- Origin: Los Angeles, California United States
- Genres: R&B, soul, funk, pop
- Years active: 1972–1974
- Label: Capricorn Records
- Members: Maxayn Lewis Andre Lewis (deceased January 2012) Marlo Henderson Hank Redd Emry Thomas

= Maxayn =

American soul group

Maxayn was an American soul group of the 1970s. It consisted of the lead singer Maxayn Lewis, Andre Lewis, Emry Thomas, Marlo Henderson and Hank Redd. The group had a hit with "Check Out Your Mind". Maxayn released three albums on Capricorn Records between 1972 and 1974, which were distributed by Warner Bros Records.

==History==
The band took its name from the lead singer Maxayn Lewis (born Paulette Parker), former Ikette and wife of band keyboardist Andre Lewis. The band also included Marlo Henderson (guitar) and Emry Thomas (drums). Andre and Henderson had previously played on the 1970 Buddy Miles Express albums A Message To The People and Them Changes.

By March, 1973, the group's second album, Mindful was released on Capricorn Records. It had been getting some airplay on WKWC-FM in North Carolina.
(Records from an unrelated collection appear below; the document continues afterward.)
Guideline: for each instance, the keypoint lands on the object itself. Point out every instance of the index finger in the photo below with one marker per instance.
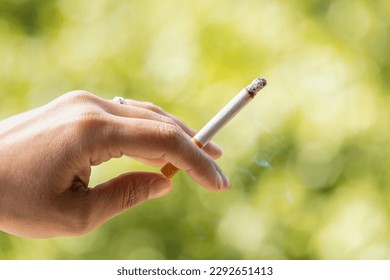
(151, 139)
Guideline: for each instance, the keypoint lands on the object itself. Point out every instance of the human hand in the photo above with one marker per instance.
(46, 156)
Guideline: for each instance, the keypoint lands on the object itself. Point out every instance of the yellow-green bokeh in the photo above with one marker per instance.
(309, 158)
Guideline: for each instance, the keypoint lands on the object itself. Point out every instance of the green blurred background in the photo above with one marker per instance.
(309, 158)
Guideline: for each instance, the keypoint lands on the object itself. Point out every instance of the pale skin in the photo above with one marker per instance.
(46, 156)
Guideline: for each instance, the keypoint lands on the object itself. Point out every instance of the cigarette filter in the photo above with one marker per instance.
(221, 119)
The album would be bubbling under the Billboard 200. However, it earned a top 50 placement on the Soul Albums survey (Best Selling Soul LPs), peaking at no. 43 on the week ending June 16.
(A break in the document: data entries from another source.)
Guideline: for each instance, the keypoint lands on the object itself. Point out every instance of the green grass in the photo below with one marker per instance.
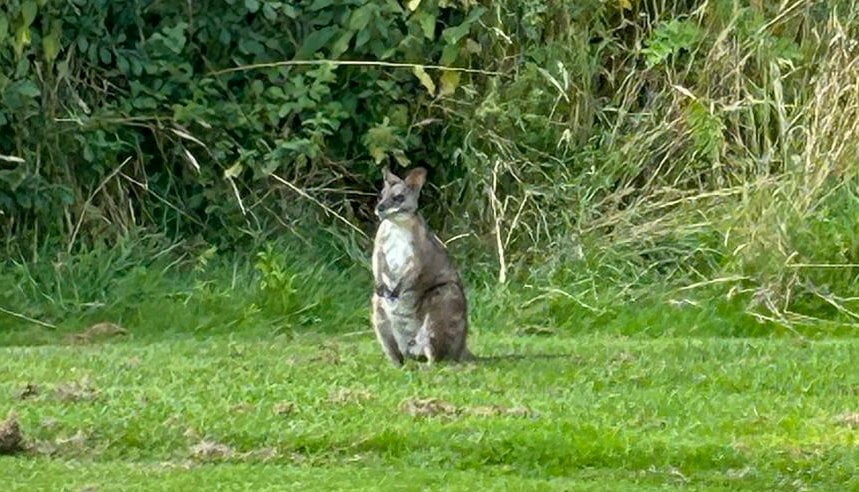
(326, 412)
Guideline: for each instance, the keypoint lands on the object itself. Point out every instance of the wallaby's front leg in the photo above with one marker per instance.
(384, 332)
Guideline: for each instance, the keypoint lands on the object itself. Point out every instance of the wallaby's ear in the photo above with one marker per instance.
(416, 178)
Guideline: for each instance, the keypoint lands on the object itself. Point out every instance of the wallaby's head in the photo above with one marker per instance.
(400, 196)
On the week ending June 2, 1973, their single "Check Out Your Mind" made its debut at no. 39 on the Billboard Best Selling Soul Singles chart. It peaked at no. 35 on week two and spent a total of three weeks in the chart.

They signed to Manticore Records in 1975. A new single titled "Spirit Groove" was expected from their fourth album, but contractual issues derailed the project.

In 1975, Maxayn signed to Motown but disbanded shortly after. Andre Lewis went on to record disco funk albums under the name Mandré.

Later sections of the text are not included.